Com esforço, estiquei o que restava do meu braço e toquei na mão dele. Foi como se algo quebrasse — uma parede invisível entre nós. Pela primeira vez, a dor dele e a minha se encontraram ali, naquele gesto simples.

— Eu também estou com medo. O que será que vai ser daqui pra frente? — Perguntei, sem esperar resposta. Porque talvez nem existisse uma.

***

Os dias seguintes foram um borrão de lágrimas e silêncio. Fiquei trancado em casa, tentando encontrar sentido em tudo, mas só encontrava dor. Chorava muito, principalmente nos momentos mais simples — como na hora do banho, ou quando tentava escovar os dentes com a mão direita que não estava mais lá. Aquilo me quebrava. Eu era uma pessoa deficiente agora. Nunca pensei que diria isso sobre mim mesmo. A palavra parecia pesada demais, dura demais, cruel demais.

Minha família se mobilizou rápido. Visitamos vários especialistas, buscamos opiniões, informações sobre próteses, formas de reaprender a viver. Tudo parecia técnico demais, distante. Eu queria respostas mais simples: como escrever? como amarrar o cadarço? como apertar a mão de alguém?

Os médicos do centro de apoio fizeram o que puderam com o pouco que tinham, e eu sou grato por isso. Mas minha mãe… ela não aceitou que aquilo era o melhor que podiam fazer. Me levou a um cirurgião plástico, em busca de uma nova chance. E o médico topou. Lá fui eu de novo pra uma mesa de cirurgia, só que dessa vez num hospital de verdade.

Achei que fosse doer mais. Mas não doeu tanto quanto imaginei. O difícil mesmo veio depois. A recuperação. Tinha algo muito doido acontecendo: eu sentia meu braço. A mão, os dedos… como se ainda estivessem lá. Às vezes parecia que estavam fechando com força, outras vezes formigavam, coçavam, queimavam. Mas não estavam mais ali. Nada disso estava.

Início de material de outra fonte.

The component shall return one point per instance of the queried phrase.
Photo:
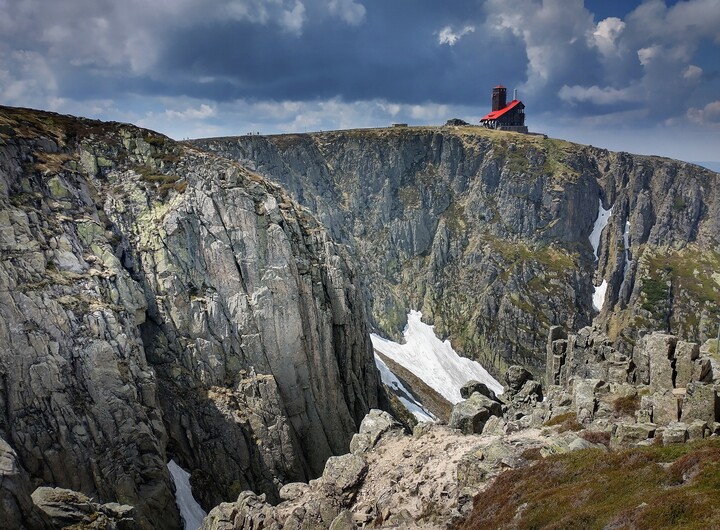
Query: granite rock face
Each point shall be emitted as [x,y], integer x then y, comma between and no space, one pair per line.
[158,301]
[486,232]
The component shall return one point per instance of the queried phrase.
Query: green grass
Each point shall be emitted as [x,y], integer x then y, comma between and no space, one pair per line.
[593,489]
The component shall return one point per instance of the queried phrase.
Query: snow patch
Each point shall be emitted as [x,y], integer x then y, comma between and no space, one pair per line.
[191,512]
[432,360]
[600,224]
[405,397]
[599,295]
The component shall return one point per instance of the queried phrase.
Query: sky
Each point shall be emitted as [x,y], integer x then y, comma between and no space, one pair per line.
[627,75]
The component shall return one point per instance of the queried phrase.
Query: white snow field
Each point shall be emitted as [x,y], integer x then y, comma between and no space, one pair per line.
[599,295]
[600,224]
[190,510]
[402,392]
[432,360]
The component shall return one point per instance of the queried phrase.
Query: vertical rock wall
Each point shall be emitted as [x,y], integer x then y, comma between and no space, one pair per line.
[157,302]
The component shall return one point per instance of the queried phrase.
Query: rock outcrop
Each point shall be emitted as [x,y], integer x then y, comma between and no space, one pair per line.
[159,301]
[660,390]
[487,232]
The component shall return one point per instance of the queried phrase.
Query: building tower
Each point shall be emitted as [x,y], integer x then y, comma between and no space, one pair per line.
[499,97]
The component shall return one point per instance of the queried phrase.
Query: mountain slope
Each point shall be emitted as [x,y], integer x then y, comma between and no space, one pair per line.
[487,232]
[157,301]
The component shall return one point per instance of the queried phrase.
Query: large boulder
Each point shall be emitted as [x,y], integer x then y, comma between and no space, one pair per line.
[470,415]
[516,376]
[665,407]
[374,425]
[344,472]
[700,403]
[472,386]
[631,433]
[61,508]
[686,353]
[16,506]
[584,398]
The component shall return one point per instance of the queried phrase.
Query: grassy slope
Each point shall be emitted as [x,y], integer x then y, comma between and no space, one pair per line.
[677,486]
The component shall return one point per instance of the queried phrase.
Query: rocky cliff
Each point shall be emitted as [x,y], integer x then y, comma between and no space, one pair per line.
[488,232]
[158,301]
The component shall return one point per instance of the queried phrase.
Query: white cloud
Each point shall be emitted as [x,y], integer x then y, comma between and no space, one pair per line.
[647,55]
[709,115]
[606,35]
[553,32]
[597,95]
[348,10]
[450,37]
[293,19]
[693,73]
[203,112]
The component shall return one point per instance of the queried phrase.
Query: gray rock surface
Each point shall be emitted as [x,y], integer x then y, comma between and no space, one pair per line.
[472,386]
[16,505]
[374,425]
[471,414]
[62,508]
[487,232]
[161,301]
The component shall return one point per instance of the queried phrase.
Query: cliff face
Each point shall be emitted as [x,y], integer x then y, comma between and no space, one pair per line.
[157,301]
[487,233]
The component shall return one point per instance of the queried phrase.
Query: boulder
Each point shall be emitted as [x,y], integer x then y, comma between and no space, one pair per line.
[516,376]
[62,507]
[686,354]
[631,433]
[700,403]
[703,370]
[473,386]
[344,521]
[584,398]
[16,505]
[344,472]
[374,425]
[660,350]
[293,490]
[698,429]
[470,415]
[530,393]
[675,432]
[665,407]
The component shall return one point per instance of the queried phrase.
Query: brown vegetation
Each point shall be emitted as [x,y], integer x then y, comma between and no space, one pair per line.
[593,489]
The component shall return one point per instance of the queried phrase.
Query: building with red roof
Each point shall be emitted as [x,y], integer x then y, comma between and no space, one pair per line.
[505,116]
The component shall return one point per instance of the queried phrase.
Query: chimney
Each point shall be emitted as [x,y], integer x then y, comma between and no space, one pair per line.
[499,98]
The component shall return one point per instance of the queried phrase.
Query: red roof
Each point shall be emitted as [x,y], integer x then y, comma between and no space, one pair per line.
[494,115]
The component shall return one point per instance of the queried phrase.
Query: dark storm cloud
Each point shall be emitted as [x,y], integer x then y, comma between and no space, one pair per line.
[394,54]
[279,64]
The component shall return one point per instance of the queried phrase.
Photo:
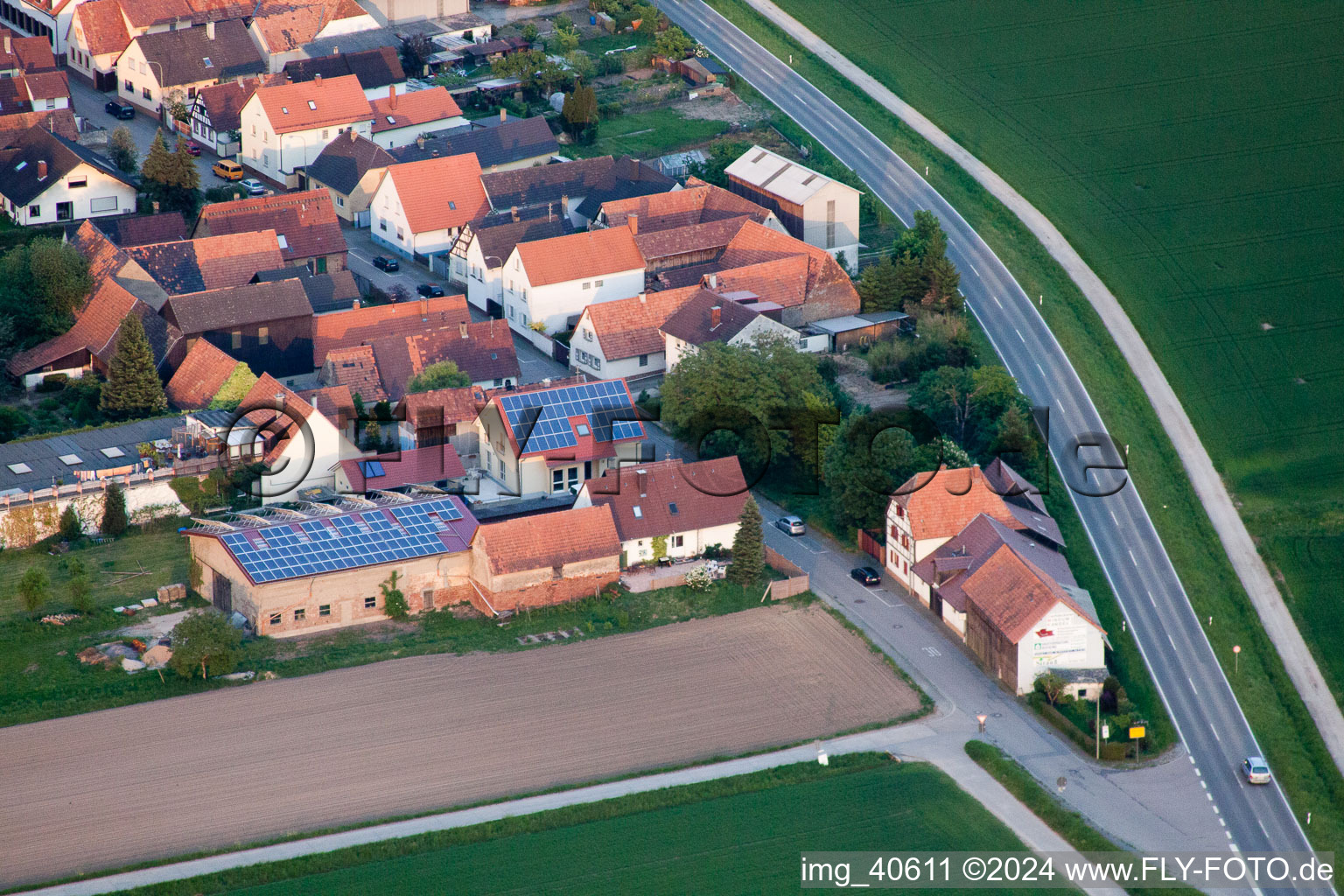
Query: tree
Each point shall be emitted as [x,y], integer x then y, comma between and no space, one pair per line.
[122,150]
[1053,685]
[34,589]
[867,459]
[80,592]
[747,546]
[674,43]
[133,387]
[205,641]
[394,602]
[113,511]
[440,375]
[234,389]
[579,113]
[70,526]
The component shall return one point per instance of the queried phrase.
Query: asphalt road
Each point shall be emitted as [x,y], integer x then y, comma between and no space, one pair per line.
[1211,724]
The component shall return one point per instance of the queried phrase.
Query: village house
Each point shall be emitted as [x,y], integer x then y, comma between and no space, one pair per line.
[376,69]
[305,226]
[269,326]
[164,67]
[320,567]
[476,261]
[90,343]
[47,178]
[624,338]
[566,187]
[504,144]
[668,508]
[401,118]
[283,27]
[542,560]
[812,207]
[200,375]
[549,283]
[710,318]
[421,206]
[542,439]
[285,127]
[430,466]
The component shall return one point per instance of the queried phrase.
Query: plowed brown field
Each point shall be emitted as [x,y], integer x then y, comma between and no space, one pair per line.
[200,773]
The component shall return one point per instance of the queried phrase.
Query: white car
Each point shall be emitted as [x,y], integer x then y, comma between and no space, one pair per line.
[1256,770]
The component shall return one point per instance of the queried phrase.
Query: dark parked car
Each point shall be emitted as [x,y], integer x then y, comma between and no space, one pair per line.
[865,575]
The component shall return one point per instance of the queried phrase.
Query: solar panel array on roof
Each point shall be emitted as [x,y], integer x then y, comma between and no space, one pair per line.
[541,421]
[295,550]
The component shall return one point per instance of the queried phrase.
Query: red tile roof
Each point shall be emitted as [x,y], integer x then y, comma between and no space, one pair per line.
[438,193]
[200,376]
[365,324]
[94,329]
[1013,594]
[549,540]
[104,25]
[631,326]
[416,108]
[306,222]
[416,466]
[941,504]
[706,494]
[315,103]
[579,256]
[438,407]
[355,368]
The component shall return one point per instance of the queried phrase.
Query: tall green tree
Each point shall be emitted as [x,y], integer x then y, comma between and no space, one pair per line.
[205,641]
[747,546]
[438,375]
[34,589]
[122,150]
[869,458]
[133,387]
[113,511]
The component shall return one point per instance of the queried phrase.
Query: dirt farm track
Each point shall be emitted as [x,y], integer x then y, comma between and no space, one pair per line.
[159,780]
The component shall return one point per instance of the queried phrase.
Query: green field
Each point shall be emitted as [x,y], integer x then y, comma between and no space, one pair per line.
[1191,153]
[739,835]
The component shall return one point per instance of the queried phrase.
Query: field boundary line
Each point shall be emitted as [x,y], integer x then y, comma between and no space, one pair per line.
[1208,486]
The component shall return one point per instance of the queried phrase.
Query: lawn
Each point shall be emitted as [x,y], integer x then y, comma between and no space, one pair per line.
[45,680]
[738,835]
[647,135]
[1281,723]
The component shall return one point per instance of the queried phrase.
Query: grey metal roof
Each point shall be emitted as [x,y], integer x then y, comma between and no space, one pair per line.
[43,456]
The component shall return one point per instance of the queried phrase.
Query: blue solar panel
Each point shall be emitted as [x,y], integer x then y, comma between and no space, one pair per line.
[290,550]
[541,419]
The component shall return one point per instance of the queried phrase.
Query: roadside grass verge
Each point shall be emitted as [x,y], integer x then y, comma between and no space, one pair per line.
[761,822]
[1281,723]
[1063,821]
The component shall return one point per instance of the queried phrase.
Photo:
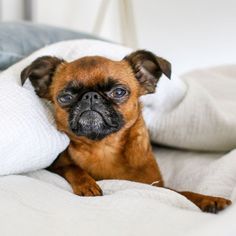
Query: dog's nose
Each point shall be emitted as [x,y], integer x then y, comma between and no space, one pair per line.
[91,97]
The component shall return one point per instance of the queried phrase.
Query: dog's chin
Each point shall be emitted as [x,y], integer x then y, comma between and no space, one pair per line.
[93,125]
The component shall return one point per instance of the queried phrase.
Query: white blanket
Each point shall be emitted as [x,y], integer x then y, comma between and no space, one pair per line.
[197,113]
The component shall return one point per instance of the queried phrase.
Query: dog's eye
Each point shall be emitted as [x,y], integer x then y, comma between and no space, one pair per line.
[118,93]
[65,99]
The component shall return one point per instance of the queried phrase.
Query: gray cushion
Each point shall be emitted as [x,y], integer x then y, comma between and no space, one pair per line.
[19,39]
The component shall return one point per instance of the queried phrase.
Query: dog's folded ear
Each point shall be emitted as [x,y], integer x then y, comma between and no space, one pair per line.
[147,69]
[40,72]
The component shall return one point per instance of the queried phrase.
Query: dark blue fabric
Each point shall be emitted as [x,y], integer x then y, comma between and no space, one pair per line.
[19,39]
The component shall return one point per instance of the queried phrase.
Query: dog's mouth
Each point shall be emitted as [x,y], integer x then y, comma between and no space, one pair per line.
[93,113]
[93,124]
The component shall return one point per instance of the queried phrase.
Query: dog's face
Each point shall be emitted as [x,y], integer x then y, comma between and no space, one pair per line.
[94,96]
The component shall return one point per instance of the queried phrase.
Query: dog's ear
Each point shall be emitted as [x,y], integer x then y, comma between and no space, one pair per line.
[147,69]
[40,73]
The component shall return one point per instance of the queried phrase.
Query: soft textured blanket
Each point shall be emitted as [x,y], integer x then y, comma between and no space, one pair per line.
[196,112]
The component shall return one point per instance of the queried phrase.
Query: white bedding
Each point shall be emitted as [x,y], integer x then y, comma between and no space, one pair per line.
[41,203]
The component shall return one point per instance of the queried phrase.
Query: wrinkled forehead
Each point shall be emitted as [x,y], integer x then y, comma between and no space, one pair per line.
[94,70]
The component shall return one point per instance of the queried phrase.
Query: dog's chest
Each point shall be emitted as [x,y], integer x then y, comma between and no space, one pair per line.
[101,161]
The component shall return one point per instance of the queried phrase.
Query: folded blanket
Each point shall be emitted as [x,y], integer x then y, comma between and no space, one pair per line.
[196,112]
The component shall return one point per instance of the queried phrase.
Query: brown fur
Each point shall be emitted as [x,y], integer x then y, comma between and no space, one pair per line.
[126,154]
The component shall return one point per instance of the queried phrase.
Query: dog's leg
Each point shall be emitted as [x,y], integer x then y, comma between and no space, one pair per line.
[206,203]
[81,182]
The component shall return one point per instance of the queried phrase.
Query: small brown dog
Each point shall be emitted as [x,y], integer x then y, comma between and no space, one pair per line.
[96,103]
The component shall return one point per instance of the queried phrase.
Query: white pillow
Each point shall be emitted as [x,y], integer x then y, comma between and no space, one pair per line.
[29,139]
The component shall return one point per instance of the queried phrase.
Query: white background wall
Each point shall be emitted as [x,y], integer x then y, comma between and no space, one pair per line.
[190,33]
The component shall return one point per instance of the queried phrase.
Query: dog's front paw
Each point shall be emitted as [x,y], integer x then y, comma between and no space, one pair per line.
[213,204]
[88,187]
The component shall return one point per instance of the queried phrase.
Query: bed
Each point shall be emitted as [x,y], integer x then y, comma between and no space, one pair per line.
[193,129]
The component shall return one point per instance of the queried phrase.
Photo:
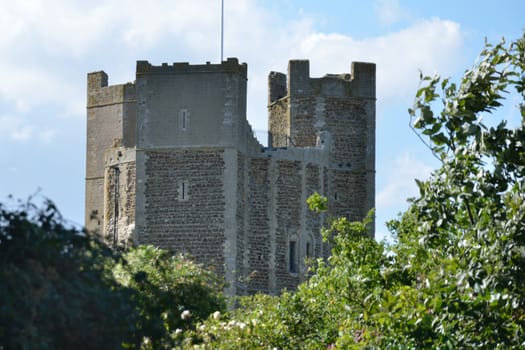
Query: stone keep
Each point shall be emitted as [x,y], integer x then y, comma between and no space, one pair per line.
[172,161]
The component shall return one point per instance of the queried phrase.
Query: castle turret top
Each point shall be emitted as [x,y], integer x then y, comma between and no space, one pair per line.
[231,65]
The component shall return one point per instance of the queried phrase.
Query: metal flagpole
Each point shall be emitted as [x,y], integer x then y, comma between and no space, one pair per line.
[222,29]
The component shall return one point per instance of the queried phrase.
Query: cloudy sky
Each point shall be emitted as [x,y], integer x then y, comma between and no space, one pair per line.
[48,46]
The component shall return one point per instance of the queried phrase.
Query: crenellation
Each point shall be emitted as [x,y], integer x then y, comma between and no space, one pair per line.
[172,161]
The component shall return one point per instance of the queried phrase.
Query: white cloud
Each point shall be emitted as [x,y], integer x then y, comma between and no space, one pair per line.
[42,38]
[429,45]
[18,128]
[400,181]
[390,12]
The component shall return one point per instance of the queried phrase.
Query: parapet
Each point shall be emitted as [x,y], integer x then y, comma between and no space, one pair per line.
[359,83]
[99,93]
[231,65]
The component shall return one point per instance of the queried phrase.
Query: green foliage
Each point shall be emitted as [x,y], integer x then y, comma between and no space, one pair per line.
[172,293]
[54,289]
[454,278]
[60,288]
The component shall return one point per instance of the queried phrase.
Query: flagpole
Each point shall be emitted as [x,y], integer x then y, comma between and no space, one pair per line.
[222,29]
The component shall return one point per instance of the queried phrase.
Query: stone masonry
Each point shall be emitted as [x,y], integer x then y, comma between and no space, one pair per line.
[173,162]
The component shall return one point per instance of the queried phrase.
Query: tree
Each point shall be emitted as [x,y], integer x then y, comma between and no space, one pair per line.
[171,293]
[55,292]
[61,288]
[455,276]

O médico me explicou que era a tal da dor do membro fantasma. Parece nome de coisa inventada, né? Mas é real. Uma dor estranha, absurda, que surge do nada. Uma parte de mim gritando, mesmo depois de ter sido levada embora. Às vezes era só uma pontada, outras vezes parecia que o braço todo pegava fogo. Era desesperador. Tinha momentos em que eu só queria gritar, outros em que só me restava chorar calado.

Com o tempo, foi melhorando. Ainda sinto, de vez em quando. Como uma lembrança do que não está mais aqui. Um eco. Um aviso.

Além disso, tinha a cicatriz. A pele tentando fechar um capítulo que o corpo ainda não entendeu que acabou. O jeito como ela cicatrizasse iria influenciar nas dores futuras, o médico disse. Então eu rezava todos os dias pra que curasse direito, porque a última coisa que eu queria era carregar mais dor do que já estava levando.

A terapia acabou sendo o respiro que eu não sabia que precisava. O Dr. Stevens era um senhor de idade com cara de quem já viu de tudo. Tinha um jeito leve de fazer perguntas que me desmontavam sem esforço, como se ele conseguisse enxergar além daquilo que eu conseguia colocar em palavras.

As sessões eram três vezes por semana, combinadas com fisioterapia. Confesso que os piores momentos eram quando passava futebol americano na TV. Era como levar um soco no estômago — aquele era o meu mundo. E agora... parecia um planeta ao qual eu não pertencia mais.

Mas aos poucos, o Dr. Stevens me fazia pensar diferente. Me fazia enxergar além da dor, mesmo que ainda fosse difícil.

— Hoje fui no Departamento de Veículos Motorizados — Contei, meio sem ânimo, enquanto ele me observava com aquela paciência de sempre.

— E como foi? — Ele perguntou, com um leve sorriso que não era de deboche, era de interesse genuíno.

— Um desastre. — Suspirei. — Quando as pessoas percebem que eu não tenho um braço… Sei lá, o olhar delas muda. Dá pra ver a pena estampada no rosto. E isso me dá nos nervos.

— Entendi. E o que você foi fazer lá? — O psicólogo insistiu, com aquela calma que me fazia querer continuar falando.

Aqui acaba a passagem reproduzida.